I Contain Multitudes

Bob Dylan’s Last Album “Rough And Rowdy Ways” Lyrics

WRITTEN By: BOB DYLAN

Today and tomorrow, and yesterday too
The flowers are dyin’, like all things do
Follow me close, I’m going to Bally-Na-Lee
I’ll lose my mind if you don’t come with me
I fuss with my hair, and I fight blood feuds
I contain multitudes.

Got a tell-tale heart, like Mr. Poe
Got skeletons in the walls of people you know
I’ll drink to the truth and the things we said
I’ll drink to the man that shares your bed
I paint landscapes, and I paint nudes
I contain multitudes.

A Red Cadillac and a black mustache
Rings on my fingers that sparkle and flash
Tell me, what’s next? What shall we do?
Half my soul, baby, belongs to you
I rollick and I frolic with all the young dudes
I contain multitudes.

I’m just like Anne Frank, like Indiana Jones
And them British bad boys, The Rolling Stones
I go right to the edge, I go right to the end
I go right where all things lost are made good again
I sing the songs of experience like William Blake (see footnote)
I have no apologies to make
Everything’s flowing all at the same time
I live on the boulevard of crime
I drive fast cars, and I eat fast foods
I contain multitudes.

Pink pedal-pushers, red blue jeans
All the pretty maids, and all the old queens
All the old queens from all my past lives
I carry four pistols and two large knives
I’m a man of contradictions, I’m a man of many moods
I contain multitudes.

You greedy old wolf, I’ll show you my heart
But not all of it, only the hateful part
I’ll sell you down the river, I’ll put a price on your head
What more can I tell you? I sleep with life and death in the same bed
Get lost, madame, get up off my knee
Keep your mouth away from me
I’ll keep the path open, the path in my mind
I’ll see to it that there’s no love left behind
I’ll play Beethoven’s sonatas, and Chopin’s preludes
I contain multitudes.

NOTE:

Bob’s inclusion of William Blake’s songs of experience may be better understood when it’s known in relation to its full title: “Songs of Innocence and of Experience Showing the Two Contrary States of the Human Soul.”
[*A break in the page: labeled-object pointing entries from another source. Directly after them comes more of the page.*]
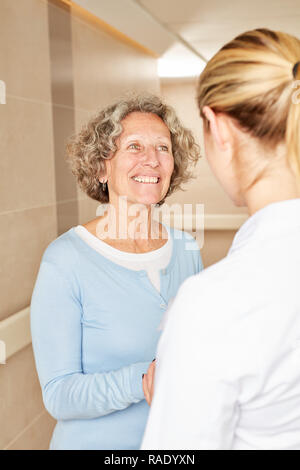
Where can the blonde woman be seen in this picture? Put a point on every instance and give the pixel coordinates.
(227, 373)
(101, 291)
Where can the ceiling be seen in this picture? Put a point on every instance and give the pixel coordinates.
(206, 25)
(185, 34)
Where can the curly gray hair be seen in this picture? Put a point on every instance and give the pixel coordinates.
(96, 142)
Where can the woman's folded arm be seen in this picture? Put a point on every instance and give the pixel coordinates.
(68, 393)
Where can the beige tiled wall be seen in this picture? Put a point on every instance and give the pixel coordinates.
(59, 69)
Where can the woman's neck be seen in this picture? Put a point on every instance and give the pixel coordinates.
(129, 227)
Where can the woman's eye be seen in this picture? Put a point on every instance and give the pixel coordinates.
(134, 146)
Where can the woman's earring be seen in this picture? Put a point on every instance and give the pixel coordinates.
(104, 185)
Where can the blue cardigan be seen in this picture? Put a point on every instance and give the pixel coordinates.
(94, 331)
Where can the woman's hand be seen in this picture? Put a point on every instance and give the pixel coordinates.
(148, 382)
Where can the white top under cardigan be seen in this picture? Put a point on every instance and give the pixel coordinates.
(152, 261)
(228, 361)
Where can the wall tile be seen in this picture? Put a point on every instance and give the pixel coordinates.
(113, 67)
(67, 215)
(24, 236)
(60, 39)
(24, 48)
(21, 398)
(27, 162)
(37, 436)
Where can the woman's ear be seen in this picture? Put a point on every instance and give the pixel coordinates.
(218, 127)
(107, 169)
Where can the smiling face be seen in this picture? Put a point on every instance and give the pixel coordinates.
(142, 167)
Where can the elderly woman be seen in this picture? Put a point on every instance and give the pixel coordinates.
(103, 287)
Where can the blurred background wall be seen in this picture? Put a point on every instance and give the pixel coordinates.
(60, 64)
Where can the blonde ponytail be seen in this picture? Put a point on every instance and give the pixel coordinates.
(251, 79)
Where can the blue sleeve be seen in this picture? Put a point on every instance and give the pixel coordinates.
(68, 393)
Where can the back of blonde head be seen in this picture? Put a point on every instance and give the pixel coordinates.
(251, 79)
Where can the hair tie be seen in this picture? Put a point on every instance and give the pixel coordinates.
(295, 69)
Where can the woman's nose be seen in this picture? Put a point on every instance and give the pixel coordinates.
(150, 157)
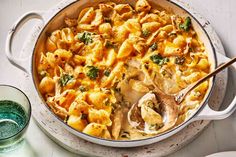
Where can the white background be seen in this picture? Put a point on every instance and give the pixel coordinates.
(219, 136)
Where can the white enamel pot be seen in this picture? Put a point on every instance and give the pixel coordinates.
(53, 19)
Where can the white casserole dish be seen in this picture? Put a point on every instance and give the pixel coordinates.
(71, 8)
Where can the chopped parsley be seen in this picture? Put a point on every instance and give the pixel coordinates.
(84, 116)
(146, 33)
(109, 44)
(107, 72)
(153, 46)
(92, 72)
(158, 59)
(186, 25)
(179, 60)
(65, 79)
(85, 37)
(107, 20)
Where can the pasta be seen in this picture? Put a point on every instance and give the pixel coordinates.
(94, 68)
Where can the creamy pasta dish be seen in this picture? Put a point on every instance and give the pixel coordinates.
(99, 64)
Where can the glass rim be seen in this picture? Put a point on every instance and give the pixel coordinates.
(28, 113)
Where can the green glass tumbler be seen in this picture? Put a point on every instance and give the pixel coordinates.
(15, 113)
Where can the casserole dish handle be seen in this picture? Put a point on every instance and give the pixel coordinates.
(19, 62)
(207, 113)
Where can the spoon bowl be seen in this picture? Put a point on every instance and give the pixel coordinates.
(168, 103)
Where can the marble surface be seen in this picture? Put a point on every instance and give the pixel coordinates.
(219, 136)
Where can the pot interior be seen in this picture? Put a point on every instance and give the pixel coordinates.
(73, 9)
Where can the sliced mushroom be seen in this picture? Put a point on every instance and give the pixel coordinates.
(157, 115)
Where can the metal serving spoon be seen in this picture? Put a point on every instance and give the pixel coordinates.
(170, 102)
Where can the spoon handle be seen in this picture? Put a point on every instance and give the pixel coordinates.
(181, 95)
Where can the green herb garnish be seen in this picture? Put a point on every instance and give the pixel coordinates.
(82, 88)
(93, 72)
(153, 46)
(179, 60)
(107, 72)
(65, 79)
(158, 59)
(84, 116)
(109, 44)
(85, 37)
(186, 25)
(146, 33)
(107, 20)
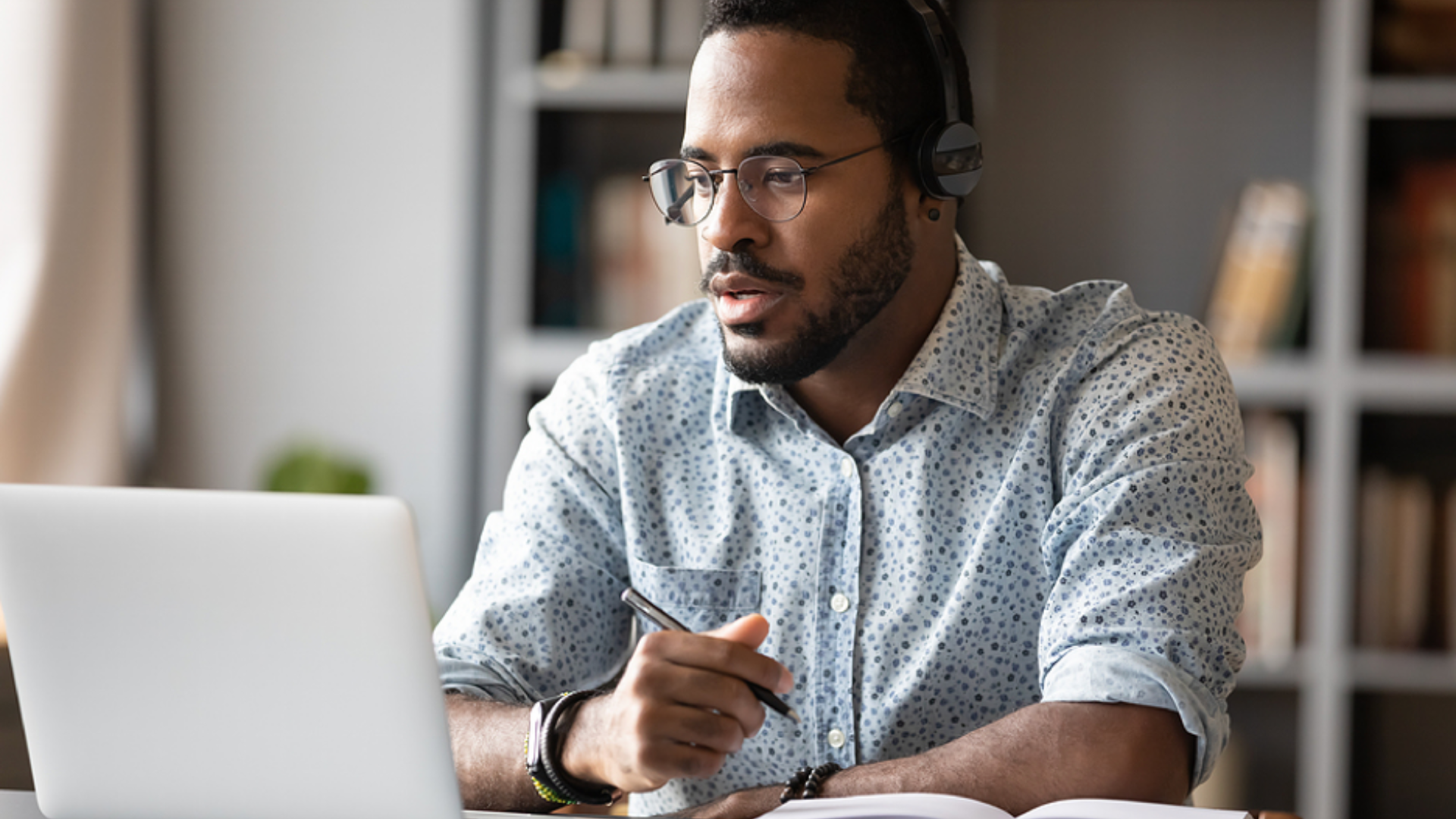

Published in 1794, Blake writes of the 2 states of man, those being childlike innocence, and an eventual loss, or even metamorphosis of that innocence, into experience. A corruption of childish purity and goodness as man slowly meets the evils of the world. Or in other words, the fall of man.

Bob likens himself to Blake in this line, and perhaps invokes that same spirit of fall in this song, reminding us that he himself has witnessed and lived through the rise and fall of so many things.

From the turbulent 60’s (Murder Most Foul) through to the bizarre 20’s, the world, and Bob, contain multitudes. In his age and wisdom, Bob has transitioned from a state of innocence into one of experience. He has become the singer of the same ‘Marks of weakness, marks of woe’ that Blake spoke of in his ‘London’.